App

Fertility awareness method and app can help women better understand their bodies, are relatively cost-effective, and have no side-effects. But the growth of the “femtech” industry, alongside a seemingly growing wave of younger women; looking to move away from hormonal methods of contraception, has led to a renewed interest.

Yet at the same time, the apps rely on dedicated daily monitoring; and data entry, and strictly abstaining from unprotected sex for several days each month. They also leave significant room for user error. Most importantly, their effectiveness remains to be properly proven with research evidence.

Women are using app

They did not know exactly how many Australian women use these apps; but a 2016 survey found 2.8% of contraceptive users aged 18 to 51; were using a fertility awareness method of contraception. Anecdotal clinical experience points to a small but increasing number of women who may at least be trying a fertility awareness app.

Importantly, not all fertility apps are equal. The earliest apps were designed to predict fertility to optimise a woman’s chance of becoming pregnant. Some apps available today can function either for this purpose; or to prevent pregnancy. Tracking apps such as Period Tracker and Clue simply monitor the menstrual cycle and associated symptoms.

Contraceptive apps go a step further; using an algorithm to compute the fertile and non-fertile days in a woman’s cycle. The app alerts the user to abstain from sex (or use a condom) on fertile days, and indicates on which days unprotected sex is less likely to lead to pregnancy. Most of these apps also collect data on basal body temperature; while some call for a woman to examine her cervical mucus secretions both additional indicators of fertility.

Work of fertility

While the eggs released from the ovary each month survive for around 24 hours; sperm can survive for five days or more in the uterus and fallopian tubes. This means a woman has roughly six fertile days each month. This “fertile window” extends from the five days before ovulation to one day after ovulation. The challenge lies in predicting exactly when ovulation the egg release from the ovary occurs.

Calendar-based methods rely entirely on menstrual cycle length; and an assumption that ovulation occurs 14 days before the next period. But both menstrual cycle length; and ovulation timing are highly variable, making these methods less effective than fertility awareness methods of contraception; which include additional fertility indicators.

A daily check for a sensation of wetness at the entrance to the vagina can also be added. Cervical mucus becomes stretchy and viscous during fertile days to help sperm swim up into the uterus. The number of directed abstinence days varies between apps.

The Natural Cycles app plays it safe with approximately ten “red for no sex” days per cycle; and sends motivational messages to help support adherence. An app called Dot advises 11–13 high risk days, depending on the user’s cycle lengths and other factors. This longer window is likely because this app relies on menstrual cycle length alone, and so may be less precise in predicting ovulation.
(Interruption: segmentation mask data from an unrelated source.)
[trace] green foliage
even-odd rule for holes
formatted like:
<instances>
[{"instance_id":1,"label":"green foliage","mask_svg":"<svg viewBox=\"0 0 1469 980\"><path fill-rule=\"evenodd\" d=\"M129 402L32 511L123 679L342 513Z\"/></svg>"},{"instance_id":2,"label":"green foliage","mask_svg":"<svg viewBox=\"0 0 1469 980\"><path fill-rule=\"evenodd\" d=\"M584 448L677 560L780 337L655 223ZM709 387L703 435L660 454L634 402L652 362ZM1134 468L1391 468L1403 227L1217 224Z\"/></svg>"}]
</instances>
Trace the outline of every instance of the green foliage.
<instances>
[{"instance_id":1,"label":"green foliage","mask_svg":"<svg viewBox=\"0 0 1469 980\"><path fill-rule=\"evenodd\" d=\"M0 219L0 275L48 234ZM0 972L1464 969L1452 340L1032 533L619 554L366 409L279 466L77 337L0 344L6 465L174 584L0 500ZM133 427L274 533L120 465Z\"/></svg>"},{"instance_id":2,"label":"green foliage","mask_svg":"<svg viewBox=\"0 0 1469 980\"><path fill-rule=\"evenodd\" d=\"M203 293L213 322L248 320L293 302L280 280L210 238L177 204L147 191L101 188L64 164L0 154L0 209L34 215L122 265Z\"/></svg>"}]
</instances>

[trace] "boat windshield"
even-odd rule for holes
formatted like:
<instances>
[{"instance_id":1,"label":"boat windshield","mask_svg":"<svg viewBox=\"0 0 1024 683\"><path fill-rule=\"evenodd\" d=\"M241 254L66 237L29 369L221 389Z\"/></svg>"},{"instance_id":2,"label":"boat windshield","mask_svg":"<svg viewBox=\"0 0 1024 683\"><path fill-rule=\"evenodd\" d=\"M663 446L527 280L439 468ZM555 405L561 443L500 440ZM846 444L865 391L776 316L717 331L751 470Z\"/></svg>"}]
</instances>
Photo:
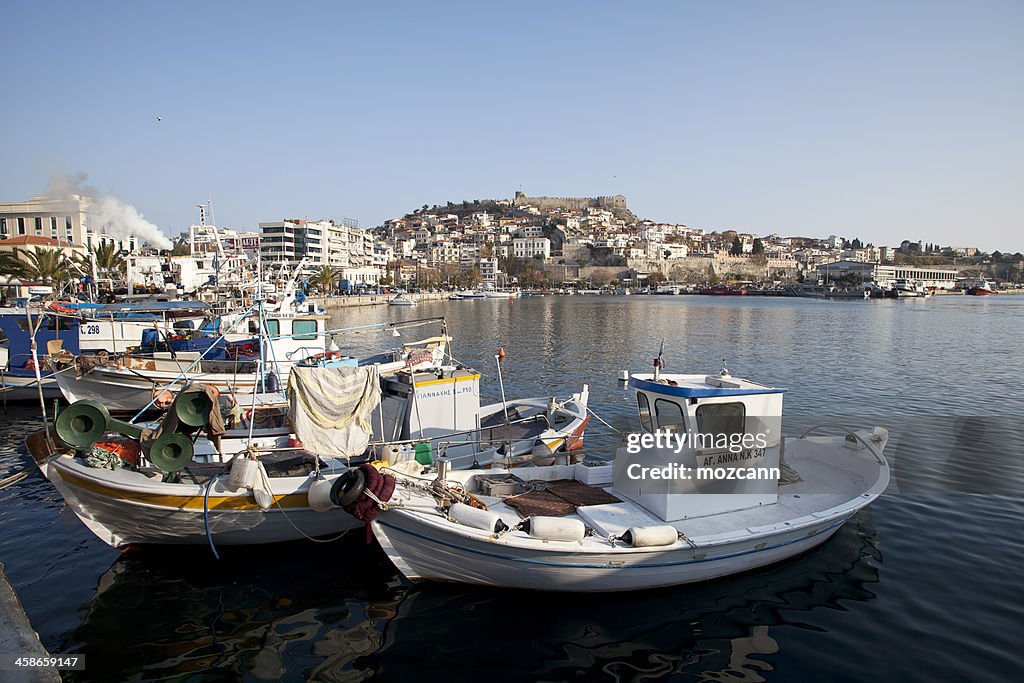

Contraceptive effectiveness

Contraceptive effectiveness is based on the number of pregnancies occurring in the first year of use, both in perfect research conditions and in typical everyday use. The oral contraceptive pill is more than 99% effective in perfect use, but up to seven in every 100 women become pregnant in the first year of typical use, due to forgetting pills or running out.

Implants and intrauterine devices (IUDs) are more than 99% effective in each case. High-quality studies for fertility awareness methods of contraception are lacking, but rates are quoted at between 75% for typical use, and up to more than 99% in perfect use. Studies of the Natural Cycles app report a typical use failure rate of 7%, similar to the contraceptive pill.

But these studies have been controversial and their authors have acknowledged limitations in capturing accurate data on unplanned pregnancies. For example, in one study, the pregnancy rate relied on users logging a positive pregnancy test result on the app; but also on assumptions made about possible pregnancies among women who discontinued the app and therefore not followed for the duration of the research.